Human papilloma virus causes cell proliferation and cervical neoplasia. There’s a lot of publicity about the Gardasil vaccine that prevents teenage girls from getting cervical cancer due to papilloma virus. There are a number of other viruses that cause neoplasia. The more we learn about viruses and cancer, the more we find that infections are a cause of many cancers. There’s a table in the textbook about various neoplastic viruses. We know hepatitis virus is often associated with liver cancer. Burkett’s lymphoma is associated with Epstein Barr virus. Kaposi’s sarcoma is associated with herpes virus.

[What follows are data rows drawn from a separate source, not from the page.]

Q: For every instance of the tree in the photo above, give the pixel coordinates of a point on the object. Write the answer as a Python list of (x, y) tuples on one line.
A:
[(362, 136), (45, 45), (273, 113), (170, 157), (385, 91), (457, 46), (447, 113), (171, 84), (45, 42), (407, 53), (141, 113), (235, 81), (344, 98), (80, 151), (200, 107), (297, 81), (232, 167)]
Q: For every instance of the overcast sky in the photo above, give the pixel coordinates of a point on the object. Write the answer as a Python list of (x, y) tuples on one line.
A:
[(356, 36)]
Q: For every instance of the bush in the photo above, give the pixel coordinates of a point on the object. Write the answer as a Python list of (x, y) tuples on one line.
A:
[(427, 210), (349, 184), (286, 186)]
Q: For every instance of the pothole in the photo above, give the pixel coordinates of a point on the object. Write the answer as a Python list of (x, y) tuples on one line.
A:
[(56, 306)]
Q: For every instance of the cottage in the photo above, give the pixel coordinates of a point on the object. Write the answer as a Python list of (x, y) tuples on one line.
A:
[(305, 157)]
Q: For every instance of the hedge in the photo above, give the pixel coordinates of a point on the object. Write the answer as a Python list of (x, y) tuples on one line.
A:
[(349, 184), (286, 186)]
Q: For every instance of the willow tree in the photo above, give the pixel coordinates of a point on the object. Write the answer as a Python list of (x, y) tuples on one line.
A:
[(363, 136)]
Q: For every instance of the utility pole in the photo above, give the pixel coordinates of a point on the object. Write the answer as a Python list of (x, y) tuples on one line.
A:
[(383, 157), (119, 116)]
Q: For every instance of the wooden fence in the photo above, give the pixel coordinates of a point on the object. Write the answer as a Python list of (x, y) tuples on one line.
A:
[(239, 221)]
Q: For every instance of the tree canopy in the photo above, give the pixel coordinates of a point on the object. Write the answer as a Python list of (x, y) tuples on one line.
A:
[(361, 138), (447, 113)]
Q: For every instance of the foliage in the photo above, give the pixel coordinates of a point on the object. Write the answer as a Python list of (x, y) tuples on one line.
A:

This is what measles rash looks like and these are the giant cells that you get as a result of measles virus.

The host response to viral infection is somewhat variable, but there are a few generalities that you can make. The inflammation that you get in response to a viral infection is more typically monocytes and lymphocytes as opposed to neutrophils, which you see with bacterial infection. Like many bacterial infections, you get antibodies formed naturally as a consequence of the infection. These antibodies help block attachment, penetration, and uncoating. Of course this is the basis for many viral vaccines that we have. The vaccines will block one or more of the steps of the viral replication process.

Something else that occurs in viral infections is interferon production. Interferons are naturally occurring substances that inhibit the translation of viral proteins and prevent replication. They also enhance T-cell and natural killer cell activity. Interestingly, interferons can now be made synthetically to help bolster the immune system in viral infections (particularly in Hepatitis C).